Based on a tip-off that Indian star tortoises - a vulnerable and endangered species mentioned in Schedule IV of Wild Life Protection Act - 1972, were being illegally transported out of India, DRI sleuths launched an operation at around 7 in the morning and intercepted the two women passengers travelling in Vivek Express at Vijayawada station. On searching the four bags belonging to these women, DRI officials found that they were transporing the reptiles and had covered them with clothes and other items.
On questioning, they admitted that the tortoises of different sizes were collected by a person from Kadiri and they were asked to take them to Bhubaneswar and hand it over to some person, who would then export it to Bangladesh. “The forest officials, who also participated in the search operation, confirmed that they are Indian star tortoises and stated their zoological name to be geochelone elegans,” said a DRI official.
Meanwhile, the tortoises were handed over to the Vijayawada Forest Range Officer for safe custody. “Export of star tortoises is banned as they are protected under the Wildlife Protection Act. Two persons involved in the illegal transport have been apprehended. Further investigation is in progress,” the DRI official told.

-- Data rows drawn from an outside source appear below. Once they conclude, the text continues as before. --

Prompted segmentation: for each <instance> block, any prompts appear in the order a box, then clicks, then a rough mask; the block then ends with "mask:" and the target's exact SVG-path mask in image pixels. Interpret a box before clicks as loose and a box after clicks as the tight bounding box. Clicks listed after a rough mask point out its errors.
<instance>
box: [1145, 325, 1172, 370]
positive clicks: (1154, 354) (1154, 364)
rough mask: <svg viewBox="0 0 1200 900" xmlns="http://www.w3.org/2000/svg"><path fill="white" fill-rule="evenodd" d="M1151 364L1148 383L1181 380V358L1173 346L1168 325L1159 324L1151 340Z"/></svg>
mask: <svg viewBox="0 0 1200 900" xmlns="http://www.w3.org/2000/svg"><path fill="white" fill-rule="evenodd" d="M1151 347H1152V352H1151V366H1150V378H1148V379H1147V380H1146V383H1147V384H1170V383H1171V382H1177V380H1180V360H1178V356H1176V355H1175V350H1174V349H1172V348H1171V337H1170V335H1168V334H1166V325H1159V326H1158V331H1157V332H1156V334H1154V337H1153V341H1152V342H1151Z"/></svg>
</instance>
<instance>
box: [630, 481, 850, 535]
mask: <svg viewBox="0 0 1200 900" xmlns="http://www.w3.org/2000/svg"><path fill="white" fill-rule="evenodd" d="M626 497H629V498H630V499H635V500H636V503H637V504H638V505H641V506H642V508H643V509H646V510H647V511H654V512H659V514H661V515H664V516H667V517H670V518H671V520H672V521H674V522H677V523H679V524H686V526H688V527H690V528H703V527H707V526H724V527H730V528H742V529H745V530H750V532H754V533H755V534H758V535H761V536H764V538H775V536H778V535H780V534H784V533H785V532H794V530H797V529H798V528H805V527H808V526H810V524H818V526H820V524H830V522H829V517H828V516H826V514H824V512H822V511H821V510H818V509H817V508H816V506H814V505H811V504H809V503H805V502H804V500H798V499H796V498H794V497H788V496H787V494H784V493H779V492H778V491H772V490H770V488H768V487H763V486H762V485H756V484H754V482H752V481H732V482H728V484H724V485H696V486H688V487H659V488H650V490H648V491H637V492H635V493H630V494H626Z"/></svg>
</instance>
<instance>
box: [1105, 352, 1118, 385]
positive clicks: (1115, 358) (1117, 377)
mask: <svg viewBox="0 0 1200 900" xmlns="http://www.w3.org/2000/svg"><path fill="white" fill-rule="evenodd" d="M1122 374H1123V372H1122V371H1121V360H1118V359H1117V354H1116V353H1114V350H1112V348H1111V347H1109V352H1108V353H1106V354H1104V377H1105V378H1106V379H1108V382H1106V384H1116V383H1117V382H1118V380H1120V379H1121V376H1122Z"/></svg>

It is believed that the Indian Star Tortoises are being exported to other countries via Bangaldesh and Sri Lanka as they have huge demand in international market.According to Forest Department officials, the seized 406 tortoises are worth `1 crore in the open market and were reportedly procured from Palamaner forest area. Smugglers earlier used to raise tortoises in captivity and later found collecting them from the wild was the most viable option. The demand for the Indian Star Tortoises increased when people started rearing them as pets,” said a forest department official.